Tuesday, November 06, 2012

Election Tea

Whew. That was a close one! The horror of being represented by the likes of Romney and his doubly dubious sidekick has safely passed.      I'm cheered up when there is some proof that more money can't always buy power.  Politics is still a dirty business for both sides in the U.S. but truly atrocious things have happened when Republicans have their way.

This morning as I was running out of the house to go to the voting booth, I noticed that my husband had his mug of coffee so I ran back inside to grab my own mug of tea to keep me company in the voting line.  As I was rushing about- the only to-go tea I had out on the counter was unfortunately the Mighty Leaves Tea Conference Oolong good for exactly just one brew.  We vote in a church basement and there's plenty of round tables where you scribble out your vote. I actually never thought of having tea while voting but now I'll have to pre-plan it next year.   There's a lot to vote on as a Californian. I was concentrating so hard that I actually don't remember anything except the welcome novelty of drinking tea while voting. 

And yes that mug is a hard-hitting Fisticup adding knuckle action to any drinking experience.

Saturday, November 03, 2012

Assymetric Tea Trade

A box of tea arrived yesterday from the doyenne of aged puerh - the ever gracious and generous Su of Malaysia.  Gushu Chen Yuen Hao's, 70's Tuo, 1998 7532.  It's all a bit dizzying.   Can I really just return to buying teas on the internet after this? My two-month No Buy Pact is successfully completed and I'm almost cured.  Almost.  Don't you want to know what's in my e-shopping baskets!

Su also thoughtfully sent me roasted oolongs labeled as "Conference Tea" as well as empty tea bags for filling.
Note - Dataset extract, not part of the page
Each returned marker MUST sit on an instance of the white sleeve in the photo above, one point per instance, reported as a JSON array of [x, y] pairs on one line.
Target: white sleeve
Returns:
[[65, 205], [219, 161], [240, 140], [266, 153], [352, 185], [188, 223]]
Although she also labeled a Tielohan as a "Conference Tea", I think not!  I'm gonna save this TLH for a special day this month when I need a lift.

I brewed up one of the paper bag roasted oolongs yesterday as drinking the other teas seemed too luxurious to do all by myself.  I'm enjoying the same oolong right now which has rested overnight.  Second day brew definitely is mellower with a vanilla profile.  Roasted oolongs definitely are an easy companion.  

Although aged oolong is what makes me lick my chops these days (and I'm happily waiting for some),   I think if I drank aged oolongs regularly, I may be vaulted into a pickiness which is hard to climb out of.   Pu-erh is a commitment of decades and in a lifetime,  our tastes can shift and pivot multiple times.  I think I may tuck in with oolongs for the winter and perhaps return to sheng in the spring.

What did I send in trade?  In my humble collection, what is there to send to someone who has such ready access to interesting aged teas? Nay- I chose to send something which I was supremely confident of their deliciousness and quality that was not readily available in Malasia.  Artisanal chocolates have yet to infiltrate most of Asia or the world for that matter so I was keen to have Su taste something of the complexity and depth of cacao.  I've reached another level in tea trade- I don't have to trade tea at all!